We never know the full picture or the reality of their lives behind the scenes. In our vulnerable moments when we are feeling less than our best, it’s easy to compare ourselves to an unrealistic image of perfection and feel like we are not good enough. You absolutely are, keep your focus on your own world and be mindful about what you consume.
Take care of the basics
Go back to basics and make sure that you are eating well, getting a little exercise each day and getting enough sleep. If our bodies are healthy our minds will have more chance of being healthy too. If you need extra emotional support, reach out to a trusted person or seek professional support; either through your GP or privately. Private therapy can be expensive but many therapists and social enterprises are offering reduced rates or even free consultations during the COVID crisis.
Acknowledge that we are living in extraordinary times
Before the COVID-19 pandemic, I never would have contemplated that both my Husband and I could work from home whilst looking after a toddler and a five-year old, without any support. Throw trying to formally home-school our oldest child into the mix, I would have said that it would be impossible.
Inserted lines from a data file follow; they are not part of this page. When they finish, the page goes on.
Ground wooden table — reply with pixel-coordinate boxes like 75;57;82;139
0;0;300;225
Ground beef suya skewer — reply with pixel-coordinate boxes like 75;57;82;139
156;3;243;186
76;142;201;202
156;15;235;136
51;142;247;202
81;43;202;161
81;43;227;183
Roll on three months and that’s exactly what we have been doing. Like many, I’ve been through the full range of emotions and I still have ups and downs. But we have dropped the home-schooling and have accepted we can’t fit in a host of Pinterest worthy activities on a daily basis, on top of the day-to-day running of the house and keeping everybody fed.
Although this period is difficult, filled with anxiety and uncertainty; we can’t deny that there will be positives to emerge from this experience.
We have been shown that a slower and simpler life really is possible, that the best things in life are free; that being with our loved ones is priceless. We have learned how resilient we can be when faced with adversity, how being in control of our lives and our future is an illusion. That food and other produce are finite resources.
We have been shown the true strength and beauty of the human character. In times of need, our healthcare workers step up; brave and selfless. Our communities look out for one another, checking in on vulnerable neighbours and sharing supplies.
Life will never be the same as it was before; we are more connected to each other as we share our fight against the same deadly virus. Our differences feel much more trivial, as we reflect on what is really important and how fragile life is.
As long as we are taking care of our own needs and ensuring that our children feel safe and loved; we will eventually come out of this difficult period on the other side.